La Guardia di Finanza di Savona scopre una cooperativa sociale che operava come società commerciale per evadere le tasse
Savona, 22 maggio 2026 – La Guardia di Finanza del Comando Provinciale di Savona ha concluso una verifica fiscale nei confronti di una cooperativa sociale che gestiva quattro stabilimenti balneari nei comuni di Albenga, Alassio, Bordighera e Ceriale. L’indagine ha accertato che l’ente operava come ordinaria società commerciale, sfruttando lo status di onlus per non versare le imposte sui redditi.
Secondo quanto emerso dalle operazioni, la cooperativa aveva l’obbligo di assumere almeno il trenta per cento del personale tra i lavoratori svantaggiati. Negli anni dal 2020 al 2025, invece, ha impiegato una percentuale sensibilmente inferiore di dipendenti con disabilità e ha corrisposto retribuzioni mensili in contanti a taluni lavoratori.
L’accesso dei finanzieri ha fatto emergere gravi irregolarità fiscali nella tenuta delle scritture contabili. I militari, sentiti tutti i lavoratori, hanno accertato che la cooperativa era totalmente priva di finalità mutualistica e sociale. I dipendenti, inquadrati formalmente come soci, non avevano mai partecipato alle assemblee obbligatorie per legge, non avevano versato alcuna quota sociale e non disponevano di poteri decisionali.
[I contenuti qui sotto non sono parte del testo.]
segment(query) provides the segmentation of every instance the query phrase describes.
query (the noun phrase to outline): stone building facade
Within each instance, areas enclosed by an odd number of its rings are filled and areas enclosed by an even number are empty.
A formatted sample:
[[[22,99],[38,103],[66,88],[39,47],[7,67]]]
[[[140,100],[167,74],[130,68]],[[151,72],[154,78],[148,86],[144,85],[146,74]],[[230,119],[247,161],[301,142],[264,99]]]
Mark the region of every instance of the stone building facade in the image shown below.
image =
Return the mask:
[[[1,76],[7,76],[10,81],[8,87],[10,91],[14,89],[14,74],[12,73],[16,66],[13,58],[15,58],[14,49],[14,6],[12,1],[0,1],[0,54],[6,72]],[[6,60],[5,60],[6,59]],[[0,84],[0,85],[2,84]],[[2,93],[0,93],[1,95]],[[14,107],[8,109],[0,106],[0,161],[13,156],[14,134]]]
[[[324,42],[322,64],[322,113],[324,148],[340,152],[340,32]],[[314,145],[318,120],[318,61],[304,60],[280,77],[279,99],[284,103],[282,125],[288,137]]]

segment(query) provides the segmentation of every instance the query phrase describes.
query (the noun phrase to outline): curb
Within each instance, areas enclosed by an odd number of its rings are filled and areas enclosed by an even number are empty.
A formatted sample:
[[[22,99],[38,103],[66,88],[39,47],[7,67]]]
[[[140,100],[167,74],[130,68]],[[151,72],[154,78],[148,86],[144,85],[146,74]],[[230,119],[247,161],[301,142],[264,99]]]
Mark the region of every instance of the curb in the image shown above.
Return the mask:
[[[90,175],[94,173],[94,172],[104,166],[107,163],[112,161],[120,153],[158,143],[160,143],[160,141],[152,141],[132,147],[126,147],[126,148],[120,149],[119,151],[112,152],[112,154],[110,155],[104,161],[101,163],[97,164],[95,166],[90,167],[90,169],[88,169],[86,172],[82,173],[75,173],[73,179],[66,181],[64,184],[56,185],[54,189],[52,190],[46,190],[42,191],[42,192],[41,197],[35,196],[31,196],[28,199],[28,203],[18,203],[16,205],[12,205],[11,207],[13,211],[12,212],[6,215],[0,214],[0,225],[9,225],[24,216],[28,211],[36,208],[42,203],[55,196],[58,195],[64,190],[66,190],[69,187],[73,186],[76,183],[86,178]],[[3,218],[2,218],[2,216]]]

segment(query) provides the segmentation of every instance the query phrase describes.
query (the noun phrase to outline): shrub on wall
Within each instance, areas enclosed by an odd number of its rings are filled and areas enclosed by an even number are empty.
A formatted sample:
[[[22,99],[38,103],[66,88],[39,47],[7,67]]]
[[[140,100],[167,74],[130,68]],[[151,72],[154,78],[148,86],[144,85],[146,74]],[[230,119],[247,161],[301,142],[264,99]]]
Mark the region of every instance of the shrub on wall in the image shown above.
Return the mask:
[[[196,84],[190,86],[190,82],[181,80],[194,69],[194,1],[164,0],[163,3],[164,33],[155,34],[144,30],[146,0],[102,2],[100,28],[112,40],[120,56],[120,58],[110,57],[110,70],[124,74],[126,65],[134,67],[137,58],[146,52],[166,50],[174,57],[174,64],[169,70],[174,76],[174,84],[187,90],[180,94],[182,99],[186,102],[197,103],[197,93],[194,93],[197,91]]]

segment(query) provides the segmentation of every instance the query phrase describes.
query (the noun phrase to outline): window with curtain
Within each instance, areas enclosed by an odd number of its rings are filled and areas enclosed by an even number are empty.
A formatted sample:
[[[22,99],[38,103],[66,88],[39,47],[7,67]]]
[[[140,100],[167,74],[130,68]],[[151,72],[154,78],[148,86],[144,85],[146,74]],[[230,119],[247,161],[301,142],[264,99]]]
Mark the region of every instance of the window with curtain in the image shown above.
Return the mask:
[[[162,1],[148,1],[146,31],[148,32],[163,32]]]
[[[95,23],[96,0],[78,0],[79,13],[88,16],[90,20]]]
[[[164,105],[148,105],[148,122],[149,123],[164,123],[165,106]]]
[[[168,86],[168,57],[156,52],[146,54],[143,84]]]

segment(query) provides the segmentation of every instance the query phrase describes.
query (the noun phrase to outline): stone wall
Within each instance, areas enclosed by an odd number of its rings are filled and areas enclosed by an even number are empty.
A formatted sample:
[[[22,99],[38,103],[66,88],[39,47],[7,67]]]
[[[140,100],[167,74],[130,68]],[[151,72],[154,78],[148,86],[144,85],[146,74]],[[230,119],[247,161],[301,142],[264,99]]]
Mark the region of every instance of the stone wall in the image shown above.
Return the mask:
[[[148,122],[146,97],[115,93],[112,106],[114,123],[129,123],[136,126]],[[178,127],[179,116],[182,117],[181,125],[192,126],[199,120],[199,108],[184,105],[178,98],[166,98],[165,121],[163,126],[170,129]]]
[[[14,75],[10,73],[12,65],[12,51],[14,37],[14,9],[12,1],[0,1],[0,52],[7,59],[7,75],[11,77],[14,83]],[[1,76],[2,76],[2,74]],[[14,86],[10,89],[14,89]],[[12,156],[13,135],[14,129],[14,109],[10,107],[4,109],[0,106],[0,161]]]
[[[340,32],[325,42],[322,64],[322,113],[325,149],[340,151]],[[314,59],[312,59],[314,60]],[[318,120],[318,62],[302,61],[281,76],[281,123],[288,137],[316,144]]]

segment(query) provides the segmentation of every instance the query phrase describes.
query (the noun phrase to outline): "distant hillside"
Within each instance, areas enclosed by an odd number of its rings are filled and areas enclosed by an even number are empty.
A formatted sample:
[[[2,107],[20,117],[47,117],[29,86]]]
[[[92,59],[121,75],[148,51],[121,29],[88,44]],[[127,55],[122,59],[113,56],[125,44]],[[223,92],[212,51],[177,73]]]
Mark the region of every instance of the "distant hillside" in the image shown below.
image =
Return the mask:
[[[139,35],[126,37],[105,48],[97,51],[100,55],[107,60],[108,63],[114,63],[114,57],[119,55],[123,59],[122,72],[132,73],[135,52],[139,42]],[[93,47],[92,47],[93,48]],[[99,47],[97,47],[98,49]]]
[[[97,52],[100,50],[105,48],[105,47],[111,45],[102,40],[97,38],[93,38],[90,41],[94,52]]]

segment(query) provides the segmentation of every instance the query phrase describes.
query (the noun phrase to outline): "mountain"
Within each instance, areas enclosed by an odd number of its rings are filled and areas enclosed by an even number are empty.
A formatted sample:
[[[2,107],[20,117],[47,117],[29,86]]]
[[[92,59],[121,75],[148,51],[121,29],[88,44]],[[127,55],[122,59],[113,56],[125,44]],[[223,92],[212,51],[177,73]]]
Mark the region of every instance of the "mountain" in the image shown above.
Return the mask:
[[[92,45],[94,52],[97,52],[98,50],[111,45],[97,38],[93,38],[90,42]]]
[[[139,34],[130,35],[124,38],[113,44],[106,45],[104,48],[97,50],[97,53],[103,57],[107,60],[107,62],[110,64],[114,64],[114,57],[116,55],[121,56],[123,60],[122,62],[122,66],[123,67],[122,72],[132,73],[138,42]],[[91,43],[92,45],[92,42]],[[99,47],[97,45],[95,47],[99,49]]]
L’ente era gestito dall’amministratore alassino come una società commerciale ordinaria.
I finanzieri hanno riclassificato la cooperativa come società di capitali e ricostruito induttivamente il volume d’affari, anche sulla base degli incassi di stabilimenti balneari simili nei medesimi comuni. L’evasione accertata ammonta a circa 800.000 euro nelle imposte dirette e nell’imposta regionale sulle attività produttive, più circa 110.000 euro di Iva mai versata. Per le retribuzioni in contanti, è stata applicata una sanzione di 5.000 euro per lavoratore.
L’operazione rientra nel contrasto all’economia sommersa, ossia alle attività economiche lecite ma «invisibili» allo Stato. Secondo l’Istat, il sommerso d’azienda rappresenta tra il dieci e il quindici per cento del Pil italiano, incidendo sul gettito fiscale e sulla competitività delle imprese in regola con gli obblighi normativi.